I’m considering setting aside two days a week for meeting days and telling my clients I’m only available those two days. Maybe I’ll set aside an hour or so each of the other days just in case there’s a true emergency that can’t wait, but I feel like this would be more predictable and help me focus on project work without interruption on my non-meeting days.

Have you done something like this? How did your clients react? How did it affect your productivity levels?

BTW: if you need help fitting your marketing “to do’s” into you schedule, check out the Creative Professional’s Marketing Plan + Calendar.

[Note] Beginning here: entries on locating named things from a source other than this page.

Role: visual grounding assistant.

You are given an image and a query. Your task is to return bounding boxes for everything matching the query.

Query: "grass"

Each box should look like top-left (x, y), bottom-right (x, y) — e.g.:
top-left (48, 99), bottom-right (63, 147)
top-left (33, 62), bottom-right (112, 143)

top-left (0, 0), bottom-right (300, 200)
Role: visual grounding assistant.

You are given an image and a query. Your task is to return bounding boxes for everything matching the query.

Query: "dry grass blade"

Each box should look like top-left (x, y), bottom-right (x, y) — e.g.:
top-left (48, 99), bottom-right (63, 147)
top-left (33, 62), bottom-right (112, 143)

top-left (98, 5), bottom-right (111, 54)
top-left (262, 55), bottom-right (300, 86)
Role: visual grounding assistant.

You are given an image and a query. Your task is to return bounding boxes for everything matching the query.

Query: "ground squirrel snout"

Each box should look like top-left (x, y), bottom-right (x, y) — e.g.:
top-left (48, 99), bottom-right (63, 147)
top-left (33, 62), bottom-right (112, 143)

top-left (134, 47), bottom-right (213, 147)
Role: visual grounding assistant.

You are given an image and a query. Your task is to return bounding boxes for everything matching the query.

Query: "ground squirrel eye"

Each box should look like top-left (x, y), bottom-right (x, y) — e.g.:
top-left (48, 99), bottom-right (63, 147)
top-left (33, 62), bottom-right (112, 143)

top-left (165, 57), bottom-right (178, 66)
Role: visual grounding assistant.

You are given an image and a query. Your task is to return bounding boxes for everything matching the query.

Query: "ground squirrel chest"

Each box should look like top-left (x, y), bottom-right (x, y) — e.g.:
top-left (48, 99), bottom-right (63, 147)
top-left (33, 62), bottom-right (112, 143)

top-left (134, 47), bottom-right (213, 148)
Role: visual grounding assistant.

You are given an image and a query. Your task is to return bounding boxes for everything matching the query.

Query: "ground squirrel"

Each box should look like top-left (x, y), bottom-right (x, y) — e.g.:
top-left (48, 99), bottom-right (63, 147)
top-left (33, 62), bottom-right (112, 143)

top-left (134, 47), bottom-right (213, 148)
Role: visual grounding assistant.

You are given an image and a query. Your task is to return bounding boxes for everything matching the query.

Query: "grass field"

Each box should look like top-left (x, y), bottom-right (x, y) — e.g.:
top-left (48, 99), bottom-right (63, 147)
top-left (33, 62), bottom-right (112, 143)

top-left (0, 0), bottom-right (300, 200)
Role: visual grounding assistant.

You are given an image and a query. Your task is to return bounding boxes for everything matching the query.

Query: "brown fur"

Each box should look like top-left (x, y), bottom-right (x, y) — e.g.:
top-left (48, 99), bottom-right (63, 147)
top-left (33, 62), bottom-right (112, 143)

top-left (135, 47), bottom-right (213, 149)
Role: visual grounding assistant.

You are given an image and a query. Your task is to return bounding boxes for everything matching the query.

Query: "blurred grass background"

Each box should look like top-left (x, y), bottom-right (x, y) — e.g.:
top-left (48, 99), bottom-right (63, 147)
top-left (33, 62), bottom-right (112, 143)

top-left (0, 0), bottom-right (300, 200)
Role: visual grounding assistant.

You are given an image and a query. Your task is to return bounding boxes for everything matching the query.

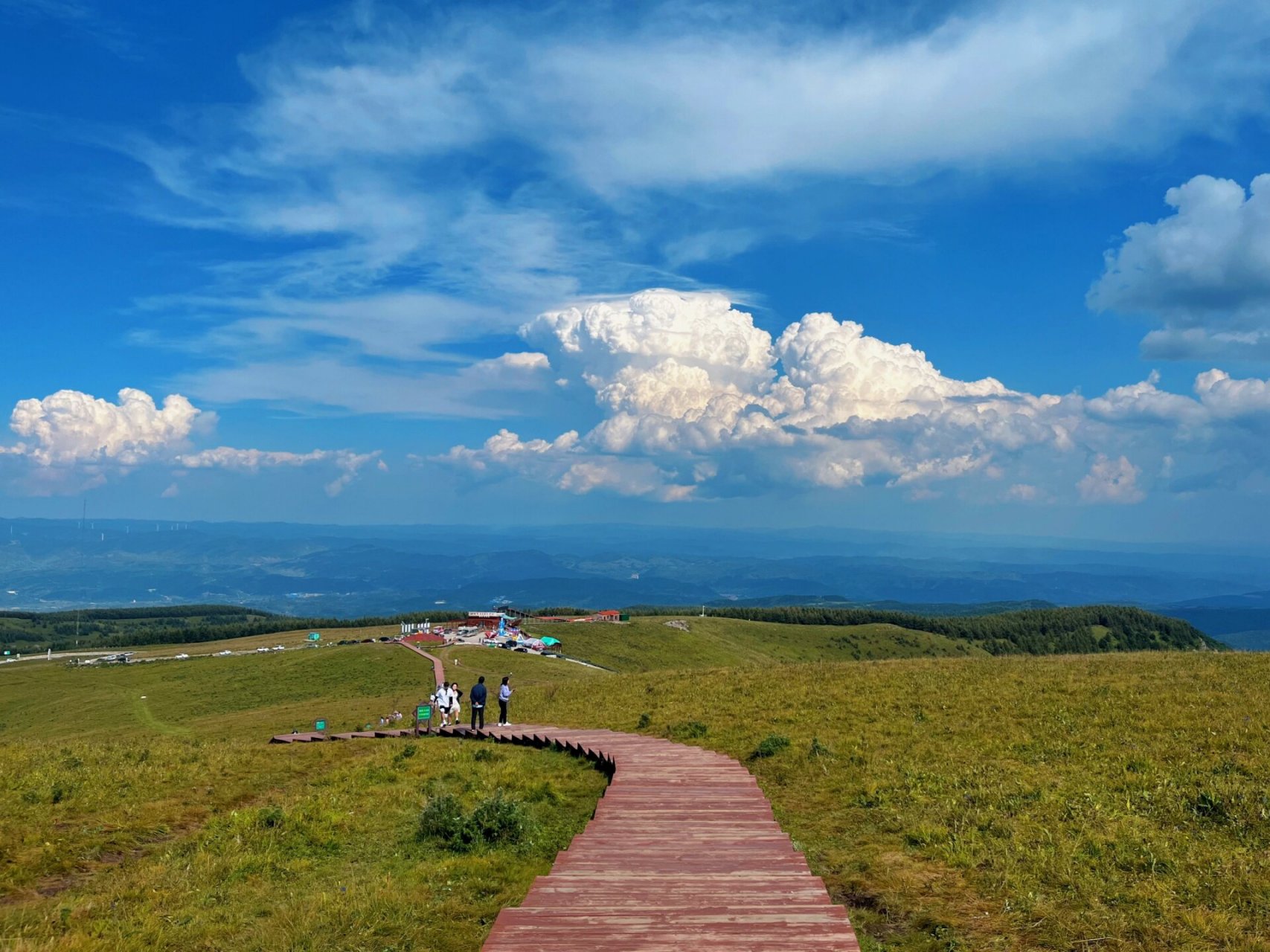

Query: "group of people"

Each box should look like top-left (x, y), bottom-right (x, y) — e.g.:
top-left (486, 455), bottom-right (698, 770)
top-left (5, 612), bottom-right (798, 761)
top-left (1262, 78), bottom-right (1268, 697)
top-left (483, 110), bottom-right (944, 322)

top-left (431, 674), bottom-right (514, 730)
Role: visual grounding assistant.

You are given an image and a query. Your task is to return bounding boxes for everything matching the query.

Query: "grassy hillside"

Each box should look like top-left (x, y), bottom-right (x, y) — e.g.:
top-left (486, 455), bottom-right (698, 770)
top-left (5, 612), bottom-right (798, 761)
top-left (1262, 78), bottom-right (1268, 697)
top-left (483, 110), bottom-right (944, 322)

top-left (514, 652), bottom-right (1270, 952)
top-left (0, 645), bottom-right (605, 952)
top-left (0, 616), bottom-right (1270, 952)
top-left (526, 616), bottom-right (984, 672)
top-left (0, 605), bottom-right (462, 654)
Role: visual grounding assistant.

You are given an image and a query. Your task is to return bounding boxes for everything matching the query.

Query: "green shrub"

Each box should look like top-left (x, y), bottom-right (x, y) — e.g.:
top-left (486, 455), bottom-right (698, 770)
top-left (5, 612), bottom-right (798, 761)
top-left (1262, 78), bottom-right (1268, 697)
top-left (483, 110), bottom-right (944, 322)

top-left (415, 791), bottom-right (532, 853)
top-left (417, 794), bottom-right (471, 850)
top-left (470, 791), bottom-right (530, 846)
top-left (749, 733), bottom-right (790, 760)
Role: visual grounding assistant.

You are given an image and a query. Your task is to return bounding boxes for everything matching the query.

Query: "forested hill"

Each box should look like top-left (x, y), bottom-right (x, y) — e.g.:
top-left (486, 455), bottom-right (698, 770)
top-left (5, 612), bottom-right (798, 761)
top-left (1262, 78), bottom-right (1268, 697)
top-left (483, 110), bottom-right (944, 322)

top-left (634, 605), bottom-right (1225, 655)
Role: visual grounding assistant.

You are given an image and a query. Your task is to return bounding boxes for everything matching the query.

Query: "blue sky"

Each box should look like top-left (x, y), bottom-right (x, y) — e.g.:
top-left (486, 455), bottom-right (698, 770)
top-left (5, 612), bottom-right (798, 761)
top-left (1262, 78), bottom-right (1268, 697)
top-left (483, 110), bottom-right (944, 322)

top-left (0, 0), bottom-right (1270, 541)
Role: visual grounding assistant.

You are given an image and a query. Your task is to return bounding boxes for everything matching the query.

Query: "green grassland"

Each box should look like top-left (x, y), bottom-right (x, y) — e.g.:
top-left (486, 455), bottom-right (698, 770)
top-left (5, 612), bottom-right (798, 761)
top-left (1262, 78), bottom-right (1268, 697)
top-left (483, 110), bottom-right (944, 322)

top-left (0, 616), bottom-right (1270, 952)
top-left (513, 652), bottom-right (1270, 952)
top-left (0, 643), bottom-right (605, 950)
top-left (526, 616), bottom-right (986, 672)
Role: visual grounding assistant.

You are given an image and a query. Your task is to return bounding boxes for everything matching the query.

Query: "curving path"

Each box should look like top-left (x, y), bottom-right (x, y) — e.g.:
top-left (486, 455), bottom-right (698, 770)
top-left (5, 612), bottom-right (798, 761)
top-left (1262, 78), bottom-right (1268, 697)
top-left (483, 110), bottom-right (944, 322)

top-left (273, 646), bottom-right (860, 952)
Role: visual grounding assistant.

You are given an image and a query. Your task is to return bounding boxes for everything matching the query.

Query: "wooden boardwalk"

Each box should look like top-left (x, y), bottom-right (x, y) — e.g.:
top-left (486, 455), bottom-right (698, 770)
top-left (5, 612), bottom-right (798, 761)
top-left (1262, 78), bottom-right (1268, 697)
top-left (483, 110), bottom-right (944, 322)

top-left (273, 649), bottom-right (860, 952)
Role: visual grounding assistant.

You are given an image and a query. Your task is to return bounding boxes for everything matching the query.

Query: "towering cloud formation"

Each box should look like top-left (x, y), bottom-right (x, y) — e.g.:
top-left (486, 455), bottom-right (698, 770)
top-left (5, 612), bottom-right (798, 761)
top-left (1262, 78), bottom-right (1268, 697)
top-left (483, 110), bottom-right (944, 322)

top-left (440, 289), bottom-right (1270, 503)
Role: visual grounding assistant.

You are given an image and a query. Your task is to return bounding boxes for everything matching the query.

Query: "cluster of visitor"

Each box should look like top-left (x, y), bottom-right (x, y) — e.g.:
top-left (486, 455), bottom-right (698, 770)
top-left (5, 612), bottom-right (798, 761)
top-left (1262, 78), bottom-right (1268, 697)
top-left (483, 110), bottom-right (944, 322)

top-left (431, 674), bottom-right (513, 730)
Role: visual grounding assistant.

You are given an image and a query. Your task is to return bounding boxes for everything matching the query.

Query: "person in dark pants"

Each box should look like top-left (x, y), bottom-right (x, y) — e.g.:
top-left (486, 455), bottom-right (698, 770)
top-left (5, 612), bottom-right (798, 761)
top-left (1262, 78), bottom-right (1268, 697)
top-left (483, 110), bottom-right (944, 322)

top-left (469, 674), bottom-right (489, 730)
top-left (498, 678), bottom-right (512, 727)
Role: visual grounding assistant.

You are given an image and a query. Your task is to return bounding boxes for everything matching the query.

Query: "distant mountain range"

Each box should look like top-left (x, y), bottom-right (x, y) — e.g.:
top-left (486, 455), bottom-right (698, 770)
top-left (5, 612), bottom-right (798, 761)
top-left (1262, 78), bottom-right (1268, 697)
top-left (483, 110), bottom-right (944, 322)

top-left (0, 519), bottom-right (1270, 643)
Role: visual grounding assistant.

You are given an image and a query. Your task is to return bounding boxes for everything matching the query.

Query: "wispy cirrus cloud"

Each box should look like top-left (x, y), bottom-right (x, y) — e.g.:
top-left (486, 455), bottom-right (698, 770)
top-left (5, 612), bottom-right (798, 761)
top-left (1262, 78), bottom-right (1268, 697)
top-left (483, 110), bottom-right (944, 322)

top-left (106, 0), bottom-right (1268, 416)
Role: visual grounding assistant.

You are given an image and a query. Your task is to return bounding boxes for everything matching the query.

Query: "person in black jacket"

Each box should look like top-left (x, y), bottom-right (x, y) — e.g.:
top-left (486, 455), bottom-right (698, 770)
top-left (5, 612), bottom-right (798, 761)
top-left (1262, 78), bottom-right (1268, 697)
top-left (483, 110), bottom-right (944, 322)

top-left (470, 674), bottom-right (489, 730)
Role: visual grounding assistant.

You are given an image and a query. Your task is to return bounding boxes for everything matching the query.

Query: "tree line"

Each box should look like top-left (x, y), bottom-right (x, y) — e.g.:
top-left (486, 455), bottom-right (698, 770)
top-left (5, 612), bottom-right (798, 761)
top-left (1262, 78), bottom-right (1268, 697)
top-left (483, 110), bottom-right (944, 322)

top-left (626, 605), bottom-right (1225, 655)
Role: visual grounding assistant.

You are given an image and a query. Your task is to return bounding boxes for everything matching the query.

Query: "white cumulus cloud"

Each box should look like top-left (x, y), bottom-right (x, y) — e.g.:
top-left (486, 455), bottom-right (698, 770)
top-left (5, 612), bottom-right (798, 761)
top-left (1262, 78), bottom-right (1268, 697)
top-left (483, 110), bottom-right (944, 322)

top-left (0, 388), bottom-right (383, 499)
top-left (9, 387), bottom-right (202, 466)
top-left (440, 289), bottom-right (1270, 503)
top-left (1076, 453), bottom-right (1146, 504)
top-left (1088, 176), bottom-right (1270, 359)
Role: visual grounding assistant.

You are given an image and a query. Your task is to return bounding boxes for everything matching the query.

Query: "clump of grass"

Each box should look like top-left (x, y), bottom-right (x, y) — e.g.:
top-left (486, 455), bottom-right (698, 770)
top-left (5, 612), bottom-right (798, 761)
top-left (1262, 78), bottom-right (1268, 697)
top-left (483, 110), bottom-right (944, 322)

top-left (749, 733), bottom-right (790, 760)
top-left (667, 721), bottom-right (710, 740)
top-left (415, 791), bottom-right (533, 853)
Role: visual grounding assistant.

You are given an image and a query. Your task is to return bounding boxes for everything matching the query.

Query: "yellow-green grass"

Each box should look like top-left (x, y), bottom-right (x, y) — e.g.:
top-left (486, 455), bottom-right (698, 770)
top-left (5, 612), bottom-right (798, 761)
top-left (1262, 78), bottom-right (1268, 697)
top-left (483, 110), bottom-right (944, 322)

top-left (527, 616), bottom-right (987, 672)
top-left (0, 643), bottom-right (432, 739)
top-left (0, 643), bottom-right (605, 950)
top-left (514, 652), bottom-right (1270, 952)
top-left (0, 738), bottom-right (605, 952)
top-left (0, 643), bottom-right (432, 891)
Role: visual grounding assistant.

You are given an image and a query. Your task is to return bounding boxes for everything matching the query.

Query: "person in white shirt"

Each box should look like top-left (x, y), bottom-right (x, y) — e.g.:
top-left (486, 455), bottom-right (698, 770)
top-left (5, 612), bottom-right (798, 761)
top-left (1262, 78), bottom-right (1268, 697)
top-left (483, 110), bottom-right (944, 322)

top-left (498, 678), bottom-right (512, 727)
top-left (432, 681), bottom-right (449, 727)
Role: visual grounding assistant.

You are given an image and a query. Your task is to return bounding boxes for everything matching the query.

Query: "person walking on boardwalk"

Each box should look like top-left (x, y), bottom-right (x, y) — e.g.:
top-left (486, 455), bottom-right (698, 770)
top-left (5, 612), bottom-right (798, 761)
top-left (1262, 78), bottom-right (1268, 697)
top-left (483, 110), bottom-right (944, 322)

top-left (498, 678), bottom-right (512, 727)
top-left (469, 674), bottom-right (489, 730)
top-left (432, 681), bottom-right (449, 727)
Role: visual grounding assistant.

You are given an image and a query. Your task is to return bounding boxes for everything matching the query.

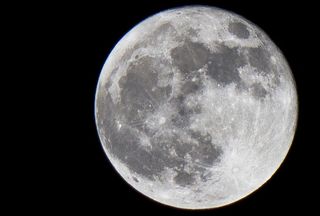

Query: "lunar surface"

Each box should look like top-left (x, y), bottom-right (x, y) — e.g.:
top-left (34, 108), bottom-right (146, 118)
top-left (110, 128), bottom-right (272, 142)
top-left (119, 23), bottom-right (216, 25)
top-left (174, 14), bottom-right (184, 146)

top-left (95, 6), bottom-right (298, 209)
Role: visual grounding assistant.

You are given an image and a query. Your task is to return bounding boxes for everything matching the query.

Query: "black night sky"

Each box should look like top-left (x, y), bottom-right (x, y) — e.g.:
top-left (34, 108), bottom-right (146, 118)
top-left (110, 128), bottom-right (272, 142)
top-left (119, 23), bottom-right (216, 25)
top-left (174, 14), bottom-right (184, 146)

top-left (7, 0), bottom-right (319, 216)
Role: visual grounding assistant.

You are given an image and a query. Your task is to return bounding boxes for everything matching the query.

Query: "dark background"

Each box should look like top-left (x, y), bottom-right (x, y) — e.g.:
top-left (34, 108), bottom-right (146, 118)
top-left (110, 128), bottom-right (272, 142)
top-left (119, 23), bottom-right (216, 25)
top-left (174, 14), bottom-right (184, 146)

top-left (10, 0), bottom-right (319, 216)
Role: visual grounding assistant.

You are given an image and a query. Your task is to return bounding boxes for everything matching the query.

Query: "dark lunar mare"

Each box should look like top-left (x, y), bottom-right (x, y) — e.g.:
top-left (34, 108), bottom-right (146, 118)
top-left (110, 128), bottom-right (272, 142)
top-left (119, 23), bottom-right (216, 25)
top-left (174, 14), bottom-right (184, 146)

top-left (96, 23), bottom-right (280, 186)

You can start it anytime.

4 thoughts on “Do you have phone “meeting days”?

  1. elizabeth

    I started doing this in the last 6 months and it has worked out great! I reserve either Wednesdays or Thursdays (so it gives the meeting scheduler a bit of flexibility) and then I include any “outings” on that day — including errands (post office, bank, store), lunches (friends or clients), meetings. Anything that requires me to leave my home-studio gets put into that particular day. Then I’m left with 4-5 remaining days to just focus on work!

  2. DHC

    Our initial objective was “to accommodate” and we found that most of our time was sitting in conference rooms for hours with little input. It’s definitely important to set days for meetings; to take it a step further, create an agenda to ensure that all items are addressed in a timely fashion.

  3. Luke Mysse

    I try to only meet on Tuesday and or Thursday and never on Monday or Friday. I’ve found the more I can lump ‘like’ tasks together, the more efficient I work. Example: I have trouble going from a meeting straight into any productive design time however I can go from meeting to meeting just fine. Also harder for me to design or work after a meeting so I will typically book meetings in the afternoon if possible so I can work in the morning.
    My goal each week is to attain my “perfect work week” which goes something like this…
    Monday – Admin, my own business stuff, leave early.
    Tuesday – Client meetings and or biz dev.
    Wednesday – swing day – mostly work but open for afternoon meeting if needed.
    Thursday – Meetings and networking day.
    Friday – big office work day (nothing like the feeling of checking things off your list before the weekend).
    Add in a bunch of play time, riding bikes, couple happy hours and some leaving early, I can pretty much call it a perfect week.
    What does yours look like? Write it down, give yourself something to shoot for…
    (yes I know the real perfect week is vacation but we are talking about work week here)

  4. Alisa Bonsignore

    I am pretty fanatical about limiting my phone time, not necessarily by day but by setting parameters within my day. There are never phone calls before 10 AM. That’s not to say that I’m not working before 10 — I’ve often checked half a dozen tasks off my list by then — but it allows me to make some headway before the craziness starts. And like Luke, I try to avoid scheduling anything on Monday or Friday, just as a matter of personal preference.